Beet can make urine or stools appear pink or red. But this is not harmful. There is concern that large doses of beet might cause low calcium levels and kidney damage. But this hasn't been shown to happen.

Special Precautions & Warnings:

Pregnancy and breast-feeding: There isn't enough reliable information to know if beet is safe to use as a medicine when pregnant or breast-feeding. Stay on the safe side and stick to food amounts.

Kidney disease: Eating too many beets might make kidney disease worse.

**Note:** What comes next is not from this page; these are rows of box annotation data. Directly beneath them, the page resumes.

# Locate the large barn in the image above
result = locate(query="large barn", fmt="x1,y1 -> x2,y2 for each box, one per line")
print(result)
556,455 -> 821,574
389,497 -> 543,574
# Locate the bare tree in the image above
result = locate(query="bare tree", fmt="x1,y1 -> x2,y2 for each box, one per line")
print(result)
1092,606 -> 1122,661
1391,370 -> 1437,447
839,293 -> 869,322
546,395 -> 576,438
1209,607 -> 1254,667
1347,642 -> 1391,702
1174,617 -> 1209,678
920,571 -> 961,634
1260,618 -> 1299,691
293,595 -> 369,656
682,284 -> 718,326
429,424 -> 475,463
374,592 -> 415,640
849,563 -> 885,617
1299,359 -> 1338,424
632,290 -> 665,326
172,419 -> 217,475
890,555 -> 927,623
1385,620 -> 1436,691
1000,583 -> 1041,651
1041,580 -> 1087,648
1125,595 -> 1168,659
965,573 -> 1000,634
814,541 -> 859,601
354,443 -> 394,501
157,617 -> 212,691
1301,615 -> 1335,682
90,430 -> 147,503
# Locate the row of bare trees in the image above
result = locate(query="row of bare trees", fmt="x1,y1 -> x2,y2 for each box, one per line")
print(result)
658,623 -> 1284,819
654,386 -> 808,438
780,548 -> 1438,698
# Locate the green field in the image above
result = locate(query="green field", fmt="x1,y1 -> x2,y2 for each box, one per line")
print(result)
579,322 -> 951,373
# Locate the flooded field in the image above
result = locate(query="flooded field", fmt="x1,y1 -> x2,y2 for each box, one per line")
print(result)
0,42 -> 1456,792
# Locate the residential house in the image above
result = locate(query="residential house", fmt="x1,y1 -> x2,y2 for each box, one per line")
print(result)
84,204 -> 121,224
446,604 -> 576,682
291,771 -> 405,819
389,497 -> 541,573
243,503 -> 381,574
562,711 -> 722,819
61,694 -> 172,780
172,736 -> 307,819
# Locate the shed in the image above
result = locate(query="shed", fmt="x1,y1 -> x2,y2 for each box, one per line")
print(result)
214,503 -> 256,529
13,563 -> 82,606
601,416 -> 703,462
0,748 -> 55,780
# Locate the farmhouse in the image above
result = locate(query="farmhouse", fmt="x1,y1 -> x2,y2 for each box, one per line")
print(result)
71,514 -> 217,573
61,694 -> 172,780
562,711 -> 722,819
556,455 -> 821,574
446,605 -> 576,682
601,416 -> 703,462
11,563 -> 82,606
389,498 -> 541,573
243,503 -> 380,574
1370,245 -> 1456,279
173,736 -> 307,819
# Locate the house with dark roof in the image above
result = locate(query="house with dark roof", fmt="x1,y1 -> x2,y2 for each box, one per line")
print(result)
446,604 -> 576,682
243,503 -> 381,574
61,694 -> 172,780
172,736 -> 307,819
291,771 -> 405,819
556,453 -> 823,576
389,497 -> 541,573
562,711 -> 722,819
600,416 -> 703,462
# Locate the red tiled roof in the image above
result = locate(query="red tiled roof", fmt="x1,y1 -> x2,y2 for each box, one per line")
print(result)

NatMed Pro rates effectiveness based on scientific evidence according to the following scale: Effective, Likely Effective, Possibly Effective, Possibly Ineffective, Likely Ineffective, Ineffective, and Insufficient Evidence to Rate.
Likely effective Effectiveness definitions
Possibly effective Effectiveness definitions
  • Athletic performance. Drinking beetroot juice might improve exercise performance during aerobic activities in some people. But it's not clear how much beetroot juice is needed to see any benefit. And any benefit in elite athletes might be very small.
  • Muscle soreness caused by exercise. Drinking beetroot juice a few times a day for about 48 hours after exercise might reduce muscle soreness after sprinting or jumping.
Likely ineffective Effectiveness definitions
Possibly ineffective Effectiveness definitions
  • A lung disease that makes it harder to breathe (chronic obstructive pulmonary disease or COPD). Drinking beetroot juice does not seem to improve the ability to exercise in people with COPD.
There is interest in using beet for a number of other purposes, but there isn't enough reliable information to say whether it might be helpful.
Insufficient evidence Effectiveness definitions

Dosing & administration

Beet root and beet leaves are commonly eaten as food. As medicine, beetroot juice has most often been used by adults in doses of 70-140 mL by mouth daily for 21 days. Beet is also available in many other forms, including beetroot extract, beetroot powder, beetroot gel, freeze-dried beet leaf, and baked beetroot. Speak with a healthcare provider to find out what type of product and dose might be best for a specific condition.

Interactions with pharmaceuticals

It is not known if Beet interacts with any medicines. Before taking Beet, talk with your healthcare professional if you take any medications.

Interactions with herbs & supplements

There are no known interactions with herbs and supplements.

Interactions with foods

There are no known interactions with foods.